Researchers at UW, led by Gail Jarvik, professor of medicine and head of the Division of Medical Genetics, will study people diagnosed with colon cancer. They will use genome and exome sequencing data alongside research into ethical, legal, and social questions to find commonalities among the patients that can be applied generally to the medical, personal, family, and social issues raised by clinical genomic sequencing.
Meanwhile, scientists at the Children's Hospital of Philadelphia will conduct three studies of patients with disorders that cannot be easily diagnosed or have single-gene associations. These will include a clinical sequencing component, as well as sequencing and analysis studies, and a project that will use genetic counselors and focus groups to interview and survey parents, children, and healthcare providers about the impact and outcomes of the genetic studies.

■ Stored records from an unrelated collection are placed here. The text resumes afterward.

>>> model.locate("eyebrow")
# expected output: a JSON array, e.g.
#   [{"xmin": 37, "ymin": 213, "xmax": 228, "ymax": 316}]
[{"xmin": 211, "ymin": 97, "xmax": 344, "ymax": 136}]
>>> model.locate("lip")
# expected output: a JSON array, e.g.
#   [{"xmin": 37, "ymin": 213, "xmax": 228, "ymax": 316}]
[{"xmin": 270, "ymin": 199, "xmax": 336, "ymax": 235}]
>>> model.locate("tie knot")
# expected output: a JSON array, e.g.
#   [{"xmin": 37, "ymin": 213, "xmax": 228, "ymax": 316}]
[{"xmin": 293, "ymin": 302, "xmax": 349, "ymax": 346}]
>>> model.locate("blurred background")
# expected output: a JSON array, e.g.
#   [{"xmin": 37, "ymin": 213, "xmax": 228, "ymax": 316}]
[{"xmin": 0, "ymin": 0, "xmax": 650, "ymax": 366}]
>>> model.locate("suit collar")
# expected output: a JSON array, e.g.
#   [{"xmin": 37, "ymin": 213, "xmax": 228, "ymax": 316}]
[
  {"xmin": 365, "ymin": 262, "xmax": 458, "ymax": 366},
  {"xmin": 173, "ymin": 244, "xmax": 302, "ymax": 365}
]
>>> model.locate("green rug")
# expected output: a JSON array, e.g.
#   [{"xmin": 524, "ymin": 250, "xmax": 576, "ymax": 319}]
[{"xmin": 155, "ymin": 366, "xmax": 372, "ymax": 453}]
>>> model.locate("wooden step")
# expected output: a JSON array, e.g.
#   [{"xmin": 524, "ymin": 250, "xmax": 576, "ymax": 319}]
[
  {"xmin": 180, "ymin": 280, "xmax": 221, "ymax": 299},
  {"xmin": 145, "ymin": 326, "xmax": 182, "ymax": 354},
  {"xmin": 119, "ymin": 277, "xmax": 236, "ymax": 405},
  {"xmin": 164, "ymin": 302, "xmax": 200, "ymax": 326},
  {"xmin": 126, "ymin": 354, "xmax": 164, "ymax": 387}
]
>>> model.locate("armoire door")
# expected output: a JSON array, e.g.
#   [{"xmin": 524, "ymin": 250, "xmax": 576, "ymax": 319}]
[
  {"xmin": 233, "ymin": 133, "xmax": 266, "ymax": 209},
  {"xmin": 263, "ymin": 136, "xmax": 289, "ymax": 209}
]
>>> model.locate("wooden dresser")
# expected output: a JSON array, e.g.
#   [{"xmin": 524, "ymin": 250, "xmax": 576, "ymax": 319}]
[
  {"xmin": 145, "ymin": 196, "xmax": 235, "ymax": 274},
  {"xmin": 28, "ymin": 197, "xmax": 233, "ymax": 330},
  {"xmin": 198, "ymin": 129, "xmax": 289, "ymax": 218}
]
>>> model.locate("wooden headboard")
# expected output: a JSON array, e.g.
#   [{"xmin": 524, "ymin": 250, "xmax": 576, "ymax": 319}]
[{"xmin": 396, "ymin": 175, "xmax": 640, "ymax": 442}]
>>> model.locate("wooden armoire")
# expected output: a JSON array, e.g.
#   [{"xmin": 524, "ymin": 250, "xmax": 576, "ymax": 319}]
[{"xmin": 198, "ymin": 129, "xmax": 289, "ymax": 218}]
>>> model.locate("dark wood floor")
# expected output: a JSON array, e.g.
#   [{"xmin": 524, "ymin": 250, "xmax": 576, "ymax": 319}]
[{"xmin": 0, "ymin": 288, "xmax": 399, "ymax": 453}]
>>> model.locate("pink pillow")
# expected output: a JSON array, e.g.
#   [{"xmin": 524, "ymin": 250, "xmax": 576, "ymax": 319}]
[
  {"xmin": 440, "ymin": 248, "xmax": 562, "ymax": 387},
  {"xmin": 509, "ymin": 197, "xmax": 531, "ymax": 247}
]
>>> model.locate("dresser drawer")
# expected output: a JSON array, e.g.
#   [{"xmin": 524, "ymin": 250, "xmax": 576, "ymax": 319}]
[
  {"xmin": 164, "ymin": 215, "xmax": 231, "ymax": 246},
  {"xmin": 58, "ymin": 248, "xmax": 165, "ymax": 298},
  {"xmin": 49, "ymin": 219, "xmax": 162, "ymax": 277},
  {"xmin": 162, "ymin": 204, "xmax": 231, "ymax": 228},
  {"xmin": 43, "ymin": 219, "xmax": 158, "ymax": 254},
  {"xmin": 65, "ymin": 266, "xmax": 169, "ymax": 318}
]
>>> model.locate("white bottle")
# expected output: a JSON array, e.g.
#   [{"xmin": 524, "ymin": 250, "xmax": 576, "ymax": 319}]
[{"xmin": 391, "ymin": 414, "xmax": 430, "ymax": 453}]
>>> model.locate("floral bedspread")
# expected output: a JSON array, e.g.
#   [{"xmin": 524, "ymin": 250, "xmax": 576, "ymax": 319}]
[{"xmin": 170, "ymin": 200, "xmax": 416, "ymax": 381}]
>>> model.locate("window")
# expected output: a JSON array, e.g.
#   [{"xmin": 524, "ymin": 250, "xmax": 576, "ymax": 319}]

At Baylor College of Medicine, researchers will enroll patients and parents to study the clinical impact of genetic sequencing results, will generate high-quality exome tumor data, and will pursue questions about potential ethical and social impacts of sequencing, including studies of how oncologists and patients discuss complex genomic data and its application to clinical care.
Brigham and Women's Hospital scientists will develop an informatics pipeline for interpreting patients' genetic variants and will enroll 200 patients and their doctors. Some of these patients will receive standard care, while others will receive standard care along with whole genome sequencing.
"One of the most controversial issues the study team will face is whether to look for and whether to report 'incidental' genetic findings or mutations that suggest previously unsuspected genetic predisposition to cancer," explained Robert Green, a researcher at BWH's Division of Genetics, in a statement. "Reporting too many incidental results could generate unnecessary and costly medical tests, while reporting too few could deprive patients and doctors of valuable risk information."